Starting with cloud financial management

Cloud Financial Management (CFM)requires a multi-cloud dashboard, direct and indirect cloud spend roll-up, business mappings, and contract renewal visibility into SaaS commitments.

CFM starts in a Cloud Center of Excellence (CCoE), or a FinOps practice, and foundational TBM maturity starts with IaaS and SaaS cost management. Advanced TBM maturity delivers fully burdened cloud TCO.

The majority of Apptio’s customers are moving toward the unit economic view of cloud. This includes not just what is in each cloud provider bill but also labor and third-party security spending. Apptio Cloudability customers use ML algorithms to find optimization opportunities that deliver 20% savings.

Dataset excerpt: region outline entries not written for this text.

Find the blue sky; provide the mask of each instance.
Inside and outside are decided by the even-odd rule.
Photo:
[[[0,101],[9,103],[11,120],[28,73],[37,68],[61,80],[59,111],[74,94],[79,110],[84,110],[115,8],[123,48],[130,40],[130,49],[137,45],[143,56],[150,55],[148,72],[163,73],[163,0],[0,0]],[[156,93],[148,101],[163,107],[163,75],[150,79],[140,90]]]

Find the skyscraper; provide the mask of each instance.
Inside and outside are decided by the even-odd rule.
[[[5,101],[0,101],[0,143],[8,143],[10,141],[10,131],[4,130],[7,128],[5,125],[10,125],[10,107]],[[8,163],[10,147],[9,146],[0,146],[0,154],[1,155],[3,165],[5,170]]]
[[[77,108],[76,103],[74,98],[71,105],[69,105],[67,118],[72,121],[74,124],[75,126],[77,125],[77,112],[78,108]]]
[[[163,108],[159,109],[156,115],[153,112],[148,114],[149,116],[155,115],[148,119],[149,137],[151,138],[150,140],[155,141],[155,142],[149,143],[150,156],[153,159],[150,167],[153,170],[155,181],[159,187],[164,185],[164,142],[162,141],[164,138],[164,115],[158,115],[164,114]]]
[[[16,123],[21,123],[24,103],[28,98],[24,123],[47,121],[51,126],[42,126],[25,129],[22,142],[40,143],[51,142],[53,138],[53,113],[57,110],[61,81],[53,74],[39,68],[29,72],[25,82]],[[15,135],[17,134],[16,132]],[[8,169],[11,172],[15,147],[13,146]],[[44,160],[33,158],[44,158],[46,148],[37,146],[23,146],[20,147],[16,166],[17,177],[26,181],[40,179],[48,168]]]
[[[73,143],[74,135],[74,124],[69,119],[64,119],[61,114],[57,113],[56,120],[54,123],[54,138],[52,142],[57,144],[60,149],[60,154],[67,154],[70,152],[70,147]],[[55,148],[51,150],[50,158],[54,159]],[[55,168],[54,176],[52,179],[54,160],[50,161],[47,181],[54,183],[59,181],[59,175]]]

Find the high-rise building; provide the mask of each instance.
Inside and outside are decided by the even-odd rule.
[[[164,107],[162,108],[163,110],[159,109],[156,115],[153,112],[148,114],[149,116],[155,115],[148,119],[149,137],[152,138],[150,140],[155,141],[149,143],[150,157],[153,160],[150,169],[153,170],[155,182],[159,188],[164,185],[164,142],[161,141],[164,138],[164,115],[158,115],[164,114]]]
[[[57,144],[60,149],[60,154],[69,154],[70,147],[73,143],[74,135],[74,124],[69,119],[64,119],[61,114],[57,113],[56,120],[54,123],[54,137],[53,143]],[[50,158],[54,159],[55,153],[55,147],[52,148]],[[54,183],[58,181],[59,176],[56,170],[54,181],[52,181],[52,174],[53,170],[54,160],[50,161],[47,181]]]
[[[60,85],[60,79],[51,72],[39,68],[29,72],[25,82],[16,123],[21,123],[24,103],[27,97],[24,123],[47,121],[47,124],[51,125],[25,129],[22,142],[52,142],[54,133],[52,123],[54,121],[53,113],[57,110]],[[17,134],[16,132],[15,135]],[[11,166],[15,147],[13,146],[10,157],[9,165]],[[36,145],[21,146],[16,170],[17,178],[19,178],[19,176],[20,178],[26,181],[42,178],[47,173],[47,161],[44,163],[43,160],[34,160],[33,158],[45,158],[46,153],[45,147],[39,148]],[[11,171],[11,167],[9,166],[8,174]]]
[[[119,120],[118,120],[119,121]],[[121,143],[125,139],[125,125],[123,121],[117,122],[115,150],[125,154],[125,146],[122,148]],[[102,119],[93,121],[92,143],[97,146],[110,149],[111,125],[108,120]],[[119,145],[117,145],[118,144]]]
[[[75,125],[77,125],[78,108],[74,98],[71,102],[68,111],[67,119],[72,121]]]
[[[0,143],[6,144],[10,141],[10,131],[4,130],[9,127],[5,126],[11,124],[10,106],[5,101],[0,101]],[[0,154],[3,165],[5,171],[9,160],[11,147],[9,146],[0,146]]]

Leveraging TBM to Accelerate Cloud Adoption

A TBM Council board member recently shared with me how his Fortune 100 organization closed 50% of its data centers leveraging TBM and redirected that spend into public cloud. Their call to action was a detailed financial analysis that showed low utilization of on-premises hardware and the potential to save by migrating testing environments. Initial results were positive and, more importantly, created confidence and momentum for ongoing cloud migration. TBM validated and accelerated this company’s cloud initiatives. They retired 250K servers and cut TCO of $250M to $125M of AWS.

Fig 2 Invitational SG 5 27 - The Digital Imperative: No Looking Back - Apptio

The digital imperative is your key to success and survival

Debating what is and what isn’t digital can distract from the urgency of the digital imperative. If you modernize an old system—lift and shift a legacy solution to the cloud, apply project financial management to products—you simply get a brand-new old system. And that’s not meeting the digital imperative. Interactions with customers and employees have evolved, and the TBM discipline and the Apptio solutions have too.